The first note is on quickly estimating the 95% confidence interval of an event rate when there are no observed events: if you observe n patients, and none of these patients have the event, then a 95% confidence interval for the probability of the event goes from zero to 3/n (source, with more mathematical detail than I care for). So, if you treat 5 patients and none of them respond, the true response rate could still be as high as 60%. Note that there are many drugs on the market now approved for response rates much lower than 60%, possibly because of the flipside of this calculation (5 of 5 responders could still mean that the true response rate is “only” 40%) combined with some persistence on the part of the developers. But are some drugs dropped too quickly? Probably, which increases the urgency of making clinical trials easier and cheaper to run.

Another implications is that in your standard 3+3 dose escalation design, where you go up in dose if the first 3 study participants don’t experience a dose-limiting toxicity, the 95% confidence interval of the DLT rate at that dose level is still 0 to almost 100%. So, the trials we are running aren’t giving us good enough information. Yay!
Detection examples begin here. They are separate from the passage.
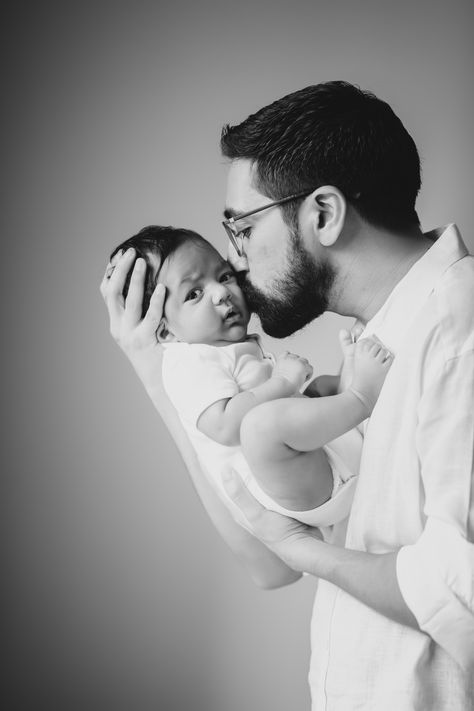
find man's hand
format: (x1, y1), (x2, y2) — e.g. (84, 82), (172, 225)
(223, 470), (322, 572)
(100, 249), (165, 385)
(223, 472), (418, 629)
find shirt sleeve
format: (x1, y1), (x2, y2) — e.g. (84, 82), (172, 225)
(163, 344), (239, 426)
(397, 351), (474, 668)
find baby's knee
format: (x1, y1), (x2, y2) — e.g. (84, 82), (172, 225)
(240, 402), (276, 454)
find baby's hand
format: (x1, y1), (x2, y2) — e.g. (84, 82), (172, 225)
(272, 351), (313, 391)
(350, 338), (393, 415)
(338, 323), (364, 393)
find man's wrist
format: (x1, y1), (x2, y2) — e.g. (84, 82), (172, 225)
(270, 373), (303, 397)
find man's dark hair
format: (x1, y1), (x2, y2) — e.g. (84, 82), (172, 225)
(221, 81), (421, 229)
(110, 225), (209, 316)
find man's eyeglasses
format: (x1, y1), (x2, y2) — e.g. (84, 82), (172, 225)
(222, 190), (313, 257)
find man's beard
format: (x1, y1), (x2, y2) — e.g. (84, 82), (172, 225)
(240, 235), (335, 338)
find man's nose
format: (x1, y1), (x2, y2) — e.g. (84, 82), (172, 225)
(227, 242), (249, 272)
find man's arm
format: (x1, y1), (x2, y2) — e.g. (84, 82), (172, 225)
(227, 350), (474, 669)
(100, 250), (301, 588)
(224, 472), (418, 628)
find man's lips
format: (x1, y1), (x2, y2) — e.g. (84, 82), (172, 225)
(224, 306), (242, 323)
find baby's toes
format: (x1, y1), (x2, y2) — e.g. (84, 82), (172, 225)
(339, 328), (354, 353)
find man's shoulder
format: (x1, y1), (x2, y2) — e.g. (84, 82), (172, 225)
(430, 255), (474, 359)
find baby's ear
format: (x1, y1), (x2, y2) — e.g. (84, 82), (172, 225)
(156, 318), (178, 343)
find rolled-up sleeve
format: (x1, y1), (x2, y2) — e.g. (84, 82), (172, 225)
(397, 350), (474, 668)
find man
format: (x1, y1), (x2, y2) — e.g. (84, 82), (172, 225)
(103, 82), (474, 711)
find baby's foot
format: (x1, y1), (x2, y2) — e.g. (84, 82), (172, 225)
(350, 338), (393, 415)
(339, 324), (363, 392)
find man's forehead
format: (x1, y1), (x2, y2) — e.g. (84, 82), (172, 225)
(225, 159), (267, 214)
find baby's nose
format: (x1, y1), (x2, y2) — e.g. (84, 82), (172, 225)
(212, 284), (230, 306)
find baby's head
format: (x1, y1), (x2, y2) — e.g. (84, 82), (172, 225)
(111, 225), (249, 346)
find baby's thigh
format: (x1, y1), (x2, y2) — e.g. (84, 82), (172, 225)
(244, 440), (333, 511)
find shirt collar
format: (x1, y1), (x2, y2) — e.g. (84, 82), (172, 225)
(362, 224), (468, 353)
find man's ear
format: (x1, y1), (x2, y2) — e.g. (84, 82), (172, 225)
(311, 185), (347, 247)
(156, 318), (178, 343)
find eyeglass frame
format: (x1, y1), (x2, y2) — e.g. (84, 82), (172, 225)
(222, 188), (314, 257)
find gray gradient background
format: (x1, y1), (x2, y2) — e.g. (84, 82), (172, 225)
(2, 0), (474, 711)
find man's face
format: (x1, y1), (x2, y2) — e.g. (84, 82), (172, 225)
(226, 160), (334, 338)
(158, 241), (249, 346)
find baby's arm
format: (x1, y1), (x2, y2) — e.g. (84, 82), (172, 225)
(197, 353), (312, 446)
(246, 338), (392, 452)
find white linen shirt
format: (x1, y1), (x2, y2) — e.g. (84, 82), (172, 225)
(309, 225), (474, 711)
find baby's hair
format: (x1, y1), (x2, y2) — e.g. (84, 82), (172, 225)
(110, 225), (210, 316)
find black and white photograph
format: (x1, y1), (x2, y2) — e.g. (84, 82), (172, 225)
(2, 0), (474, 711)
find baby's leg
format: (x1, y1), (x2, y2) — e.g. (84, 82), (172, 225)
(241, 400), (333, 511)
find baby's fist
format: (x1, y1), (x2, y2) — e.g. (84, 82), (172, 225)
(273, 351), (313, 390)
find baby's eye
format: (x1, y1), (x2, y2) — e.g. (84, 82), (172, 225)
(184, 289), (202, 301)
(219, 271), (235, 284)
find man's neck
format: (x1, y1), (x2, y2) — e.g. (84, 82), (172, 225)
(330, 229), (433, 323)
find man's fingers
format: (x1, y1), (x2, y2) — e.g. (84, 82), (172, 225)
(222, 468), (266, 525)
(143, 284), (166, 333)
(350, 321), (364, 343)
(125, 257), (146, 326)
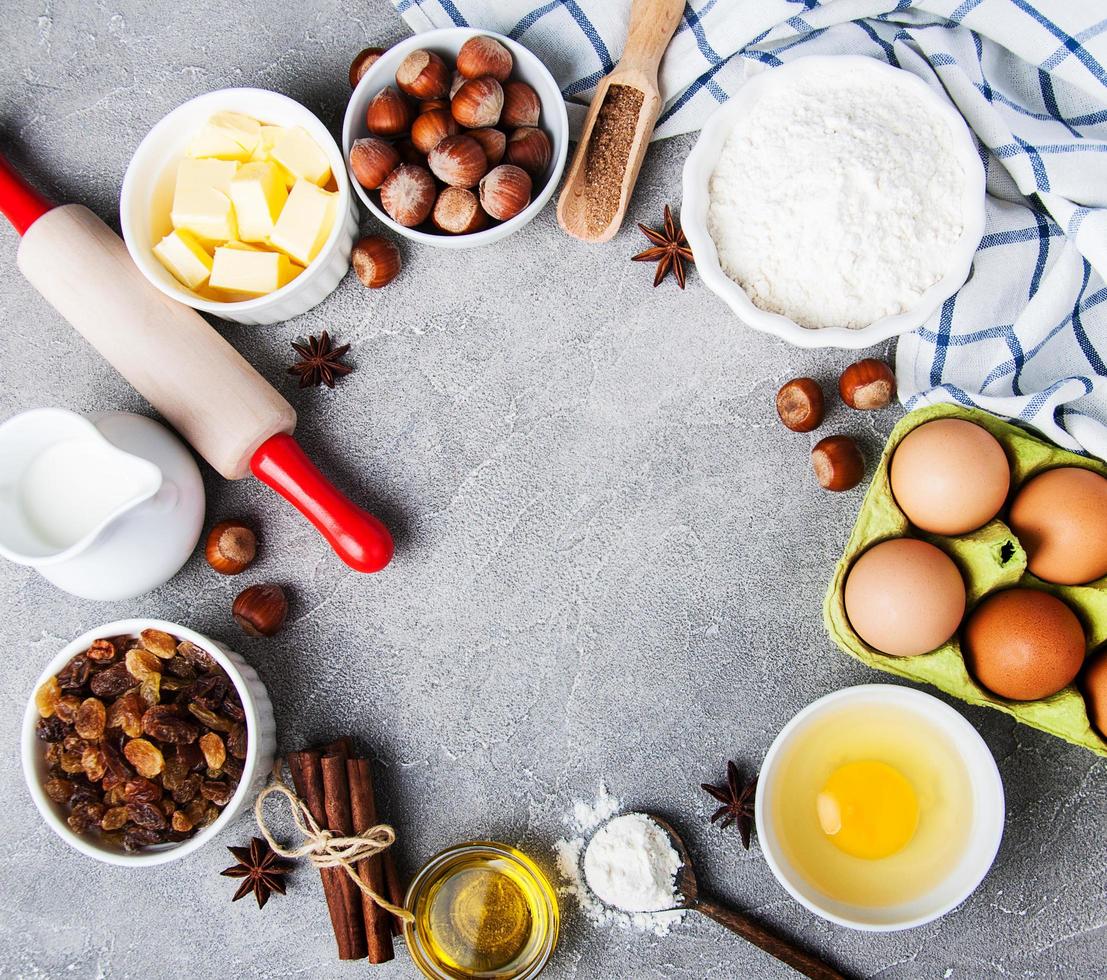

The second note, much les philosophical, is that there exists and online tool called reference extractor which can go through a document and extract all Zotero and Mendeley references from it for export into a variety of formats. It can also select those references in your Zotero library, which is life-saving for a slob like me who keeps his references haphazardly strewn across dozens of subfolders. This way anyone who asks can get a neat export, files included.